I had one set up in my Jeep so that it would charge the deep cycle marine battery for my fishing pontoon's electric motor... way, way faster than anything you plug into the wall.

1 comments

I think you might mean solenoid?? It's controlled by the ignition. When the key is on / car running both batteries are in parallel. When the ignition is cut, the solenoid isolates a few circuits that are wired on the backup battery side of the solenoid.

This is what I have in my vanagon. I run the radio, fridge, interior lights and some 12v / USB outlets.

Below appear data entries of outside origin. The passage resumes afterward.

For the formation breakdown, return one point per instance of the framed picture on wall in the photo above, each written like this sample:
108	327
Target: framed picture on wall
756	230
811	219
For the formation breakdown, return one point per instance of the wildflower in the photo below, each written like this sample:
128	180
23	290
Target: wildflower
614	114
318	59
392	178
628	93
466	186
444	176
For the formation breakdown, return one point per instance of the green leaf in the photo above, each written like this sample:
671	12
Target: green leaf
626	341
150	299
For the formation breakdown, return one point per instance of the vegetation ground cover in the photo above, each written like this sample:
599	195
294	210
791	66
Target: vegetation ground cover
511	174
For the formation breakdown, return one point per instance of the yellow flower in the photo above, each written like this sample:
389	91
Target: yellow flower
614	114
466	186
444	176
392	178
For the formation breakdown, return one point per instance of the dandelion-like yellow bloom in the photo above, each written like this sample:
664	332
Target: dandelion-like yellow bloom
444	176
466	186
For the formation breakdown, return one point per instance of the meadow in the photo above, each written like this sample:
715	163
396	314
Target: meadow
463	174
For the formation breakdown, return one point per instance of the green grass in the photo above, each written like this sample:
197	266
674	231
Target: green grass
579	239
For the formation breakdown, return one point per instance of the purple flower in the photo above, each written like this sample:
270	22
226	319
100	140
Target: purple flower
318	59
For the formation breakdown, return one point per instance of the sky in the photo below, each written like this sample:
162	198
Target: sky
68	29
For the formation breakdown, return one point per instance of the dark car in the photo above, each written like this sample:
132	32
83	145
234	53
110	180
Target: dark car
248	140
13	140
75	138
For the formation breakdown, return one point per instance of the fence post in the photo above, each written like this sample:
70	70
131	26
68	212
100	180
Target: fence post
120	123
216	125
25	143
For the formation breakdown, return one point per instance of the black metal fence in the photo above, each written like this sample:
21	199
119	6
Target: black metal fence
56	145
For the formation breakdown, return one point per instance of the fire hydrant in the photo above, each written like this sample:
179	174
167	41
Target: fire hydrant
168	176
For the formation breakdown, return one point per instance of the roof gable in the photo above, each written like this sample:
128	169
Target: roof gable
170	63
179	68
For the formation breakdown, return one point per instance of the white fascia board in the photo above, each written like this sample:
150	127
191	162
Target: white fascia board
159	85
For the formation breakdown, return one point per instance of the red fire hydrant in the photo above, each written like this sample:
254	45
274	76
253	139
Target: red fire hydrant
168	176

http://www.gowesty.com/product-details.php?id=2418

Both no doubt exist. A diode would let the secondary battery charge, but never let the engine draw on it; a solenoid-driven contactor would let the engine both charge and draw on the secondary battery, but only when the engine is running.

Combining both might not be the world's worst idea, depending on the design purpose. The diode alone would allow the secondary system to draw from the primary battery, potentially drawing it down far enough that it couldn't turn over the engine. The contactor would prevent that by completely isolating the two circuits while the engine is off; the diode would prevent the secondary battery being drawn down while the engine is on. If you need to draw from the secondary to turn the engine over or draw from the primary into your hotel load, you can short across the diode-contactor pair with one side of a set of jumper cables.

The devices used in better RVs are a solenoid which combines the batteries but only when the vehicle battery is above a certain voltage, typically set for a mostly full battery with surplus alternator energy available.

This avoids the voltage drop of the diode which confuses the charging situation for the house battery. It is also save the 2-5% power loss and heat dissipation on a diode.

As a bonus, you get a switch to manually engage the solenoid for engine starting when the vehicular battery is weak.

I've always known it as a battery isolator, and have purchased/installed 3 of them, and that's what I bought them as.

https://en.wikipedia.org/wiki/Battery_isolator

https://www.amazon.com/NOCO-IGD140HP-140-Battery-Isolator/dp...

AKA a variable split relay, VSR. Use one in our campervan, still haven't made the upgrade to solar for longer stays where you don't want the engine on, but it's good to keep the leisure battery topped up.
I doubt it's a solenoid. Solenoid can be used for galvanic separation in AC circuits not DC. Maybe you mean relay?